Иби выставил челюсть, тяжело подвигал ею, пообещал:
— Пошарим.
— Разотри Джавотхана спиртом и приготовь еду. Мне надо подумать.
Взял лампу, пошел к себе в грот. Круг света, колыхаясь, полз по стене рядом. Исчез за пологом. Джавотхан вздохнул.
— Приготовься, — зловеще сказал в темноте Алхастов. — Сейчас костер зажгу, тебя мять буду, как тесто. Только чурек из тебя уже не получится.
Иби не любил муллу. Старик был для него обузой, тяжелой бесполезной торбой в походах, которую приходилось волочь на себе неизвестно зачем.

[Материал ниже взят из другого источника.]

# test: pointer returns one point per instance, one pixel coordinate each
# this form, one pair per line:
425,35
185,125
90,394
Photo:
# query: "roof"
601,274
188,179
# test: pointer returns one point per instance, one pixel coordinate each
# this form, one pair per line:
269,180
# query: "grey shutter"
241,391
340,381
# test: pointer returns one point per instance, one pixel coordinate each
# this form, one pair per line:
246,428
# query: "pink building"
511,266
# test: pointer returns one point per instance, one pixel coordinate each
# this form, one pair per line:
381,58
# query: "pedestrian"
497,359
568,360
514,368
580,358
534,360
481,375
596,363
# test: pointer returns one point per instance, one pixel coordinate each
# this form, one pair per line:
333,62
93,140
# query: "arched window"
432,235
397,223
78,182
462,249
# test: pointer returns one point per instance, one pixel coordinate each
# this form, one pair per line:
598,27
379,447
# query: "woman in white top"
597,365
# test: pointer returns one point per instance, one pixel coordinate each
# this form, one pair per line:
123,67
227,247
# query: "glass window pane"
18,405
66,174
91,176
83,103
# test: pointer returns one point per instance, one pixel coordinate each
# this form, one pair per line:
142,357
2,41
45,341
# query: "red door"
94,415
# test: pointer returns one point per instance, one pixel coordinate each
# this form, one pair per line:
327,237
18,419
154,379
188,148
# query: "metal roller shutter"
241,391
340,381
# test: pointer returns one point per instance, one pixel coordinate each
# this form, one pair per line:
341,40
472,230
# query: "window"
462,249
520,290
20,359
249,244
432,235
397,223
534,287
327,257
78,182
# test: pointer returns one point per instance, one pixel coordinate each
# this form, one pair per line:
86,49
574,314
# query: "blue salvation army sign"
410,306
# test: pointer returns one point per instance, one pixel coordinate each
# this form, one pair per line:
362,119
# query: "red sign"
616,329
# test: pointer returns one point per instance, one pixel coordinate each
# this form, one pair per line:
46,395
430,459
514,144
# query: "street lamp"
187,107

Хасан сидел за столом. Перед ним лежала ручка и стопка чистой бумаги. Дум накопилось много. Было немало сделано за месячный поход по Кавказу. Но из буйного течения этого похода выпирала одна несуразица: их уход от облавы.
В погоне особистов Жукова участвовали и синие фуражки Ушахова. От этой ищейки, самой опытной из всех, редко кто уходил. Ушахов наверняка уже сидел в засаде перед балкой, куда пригнал исраиловцев Жуков. Почему Ушахов пропустил их вниз без единого выстрела? Хотел взять живыми? Но тогда почему им удалось подняться по скале? Ушахов не мог не знать про кизиловое деревце в расщелине, это был его район, исхоженный вдоль и поперек. Ладно, бессмысленно тратить время на гадание. Пока не забылось, надо все занести в дневник.
В последнее время стала страшить скоротечность скользящего мимо бытия. Жизнь уносилась назад с пугающей быстротой, бесследно таяла за спиной. И он стал записывать самое примечательное, застрявшее в памяти, все более входя во вкус нового занятия. Когда-нибудь его сомнения, его муки и победы обнародуют.
Исраилов усмехнулся. Горское серобешметное стадо, которое он пасет, никогда не оценит высокого смысла строк, оттиснутых на бумаге кровью, нервами и священной ненавистью. Это — для избранных, для Европы, утонченной, умной, безжалостной к славянам. Его дневник должен стать экзотическими скрижалями кавказской борьбы за независимость, более величественной, чем вся возня Шамиля с Россией.